The opportunity costs of using unemployed labor are not zero. The years spent building government roads and bridges are years in which the laborers are not learning marketable skills or moving to areas with better employment prospects. That is a serious opportunity cost.
One of the reasons unemployment has been so persistent is that the housing boom misdirected so many people into the construction industry, where they spent years acquiring skills the economy did not really need. Continuing this cycle of malinvestment of human capital is unfair to the workers and economically stupid.
It is better to be unemployed than to be in construction, because if you are working in construction, you aren't in business school or learning a useful trade like "CNBC Talking Head". In other words, since infrastructure involves teaching people how to build things, we're actually erasing more valuable information from the parts of their brains that hold other more useful skills like "collecting unemployment checks".
Reason The Second: China.
In the first place, China is involved in its early stage build out of its national infrastructure. Of course this is far more costly than the maintenance costs faced by the U.S. What’s more, China’s infrastructure program has all the markings of a make-work program—building roads and entire cities to nowhere in order to mask serious underlying problems with its economy.
Well, there are 1.3 billion of them or whatever. They need to do something with all that manpower. Perish the thought that we could ever use a make-work program facing nearly 10% unemployment. Unlike China, our economic problems are happily unmasked for the world to see.
Reason The Third is my favorite. Who needs infrastructure, anyway?
This is probably the most common argument for infrastructure spending. The flaw in the argument is that it assumes that it is rational to maintain 100% of our current infrastructure.
Let’s assume that Frank is correct that 25% of our bridges are obsolete or structurally deficient.
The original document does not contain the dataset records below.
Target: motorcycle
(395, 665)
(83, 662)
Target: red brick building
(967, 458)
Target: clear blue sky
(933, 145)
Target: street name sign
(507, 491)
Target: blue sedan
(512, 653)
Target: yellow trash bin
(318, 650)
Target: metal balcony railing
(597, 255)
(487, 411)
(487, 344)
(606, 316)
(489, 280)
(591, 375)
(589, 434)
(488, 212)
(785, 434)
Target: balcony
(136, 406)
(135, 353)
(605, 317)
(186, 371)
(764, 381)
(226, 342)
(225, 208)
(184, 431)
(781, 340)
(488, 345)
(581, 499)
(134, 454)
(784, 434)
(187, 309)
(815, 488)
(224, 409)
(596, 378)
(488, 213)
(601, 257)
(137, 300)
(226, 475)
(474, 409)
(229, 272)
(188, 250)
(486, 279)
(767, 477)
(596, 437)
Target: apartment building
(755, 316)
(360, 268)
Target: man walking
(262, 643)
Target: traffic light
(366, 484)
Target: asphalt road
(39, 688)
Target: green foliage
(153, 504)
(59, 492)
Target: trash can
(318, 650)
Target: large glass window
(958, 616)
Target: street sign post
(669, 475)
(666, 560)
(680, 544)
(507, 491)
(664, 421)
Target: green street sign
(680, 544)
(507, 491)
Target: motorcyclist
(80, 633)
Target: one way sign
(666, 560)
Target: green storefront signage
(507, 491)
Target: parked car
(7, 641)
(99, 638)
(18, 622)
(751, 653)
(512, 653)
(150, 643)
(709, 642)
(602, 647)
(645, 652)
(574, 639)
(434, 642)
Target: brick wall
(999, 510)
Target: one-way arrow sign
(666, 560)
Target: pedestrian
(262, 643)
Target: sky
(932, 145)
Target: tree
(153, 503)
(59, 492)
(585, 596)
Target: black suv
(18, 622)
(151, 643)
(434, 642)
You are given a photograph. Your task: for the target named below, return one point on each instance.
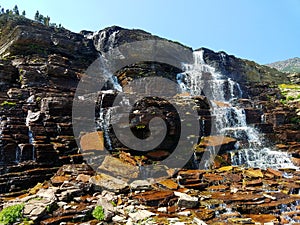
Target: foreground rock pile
(228, 195)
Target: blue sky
(261, 30)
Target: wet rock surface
(58, 182)
(256, 197)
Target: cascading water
(229, 120)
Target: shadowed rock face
(40, 68)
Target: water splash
(229, 119)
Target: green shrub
(11, 214)
(98, 213)
(290, 98)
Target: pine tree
(16, 10)
(46, 21)
(37, 16)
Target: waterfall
(229, 119)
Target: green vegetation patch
(9, 104)
(289, 86)
(11, 214)
(98, 213)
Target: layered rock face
(40, 69)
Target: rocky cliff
(40, 68)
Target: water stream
(230, 119)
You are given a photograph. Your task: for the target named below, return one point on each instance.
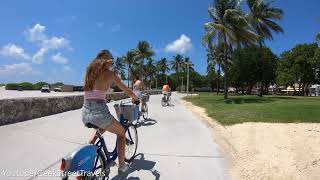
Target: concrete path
(173, 144)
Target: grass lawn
(275, 109)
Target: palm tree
(130, 61)
(118, 67)
(187, 61)
(176, 63)
(143, 51)
(162, 66)
(230, 27)
(215, 56)
(150, 70)
(262, 18)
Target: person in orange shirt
(166, 91)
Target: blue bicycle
(94, 161)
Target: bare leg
(116, 128)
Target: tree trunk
(218, 88)
(128, 76)
(262, 68)
(225, 86)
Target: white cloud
(58, 58)
(14, 69)
(55, 43)
(38, 56)
(14, 51)
(100, 24)
(180, 46)
(36, 33)
(115, 28)
(67, 68)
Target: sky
(55, 40)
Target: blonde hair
(100, 64)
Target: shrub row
(26, 86)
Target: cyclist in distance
(166, 90)
(98, 80)
(138, 88)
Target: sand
(267, 151)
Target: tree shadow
(146, 122)
(249, 100)
(284, 97)
(137, 165)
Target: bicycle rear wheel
(100, 171)
(145, 112)
(131, 143)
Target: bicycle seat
(90, 125)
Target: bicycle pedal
(113, 163)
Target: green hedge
(12, 86)
(25, 86)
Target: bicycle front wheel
(131, 143)
(169, 101)
(145, 111)
(163, 102)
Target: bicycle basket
(145, 97)
(129, 112)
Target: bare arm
(123, 87)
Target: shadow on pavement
(139, 163)
(147, 122)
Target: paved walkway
(173, 145)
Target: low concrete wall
(18, 110)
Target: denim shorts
(96, 113)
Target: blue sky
(55, 40)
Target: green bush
(26, 86)
(12, 86)
(39, 85)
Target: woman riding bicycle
(98, 80)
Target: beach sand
(267, 151)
This indicates that the bridges should either be closed or repaired soon. The question of whether they should be closed or repaired, however, cannot really be answered because of the government’s involvement in these projects.
A private firm would make entrepreneurial guesses about whether further investment would earn a high enough return to be justified.
You know, government needs to be more like a private firm questioning the amount of safety and infrastructure investments along the line of say, BP or Pacific Gas & Electric. If only government had the goal of profit motive like a private company instead of being concerned about the safety of American citizens like some useless government appendage, why we'd save a bundle of money on infrastructure costs!
Amazing stuff, folks. Here's a guy actually questioning why the government's chief concern about infrastructure isn't profit motive. Awesome. awesome stuff.
I can't wait until these guys are in charge of the infrastructure where you live.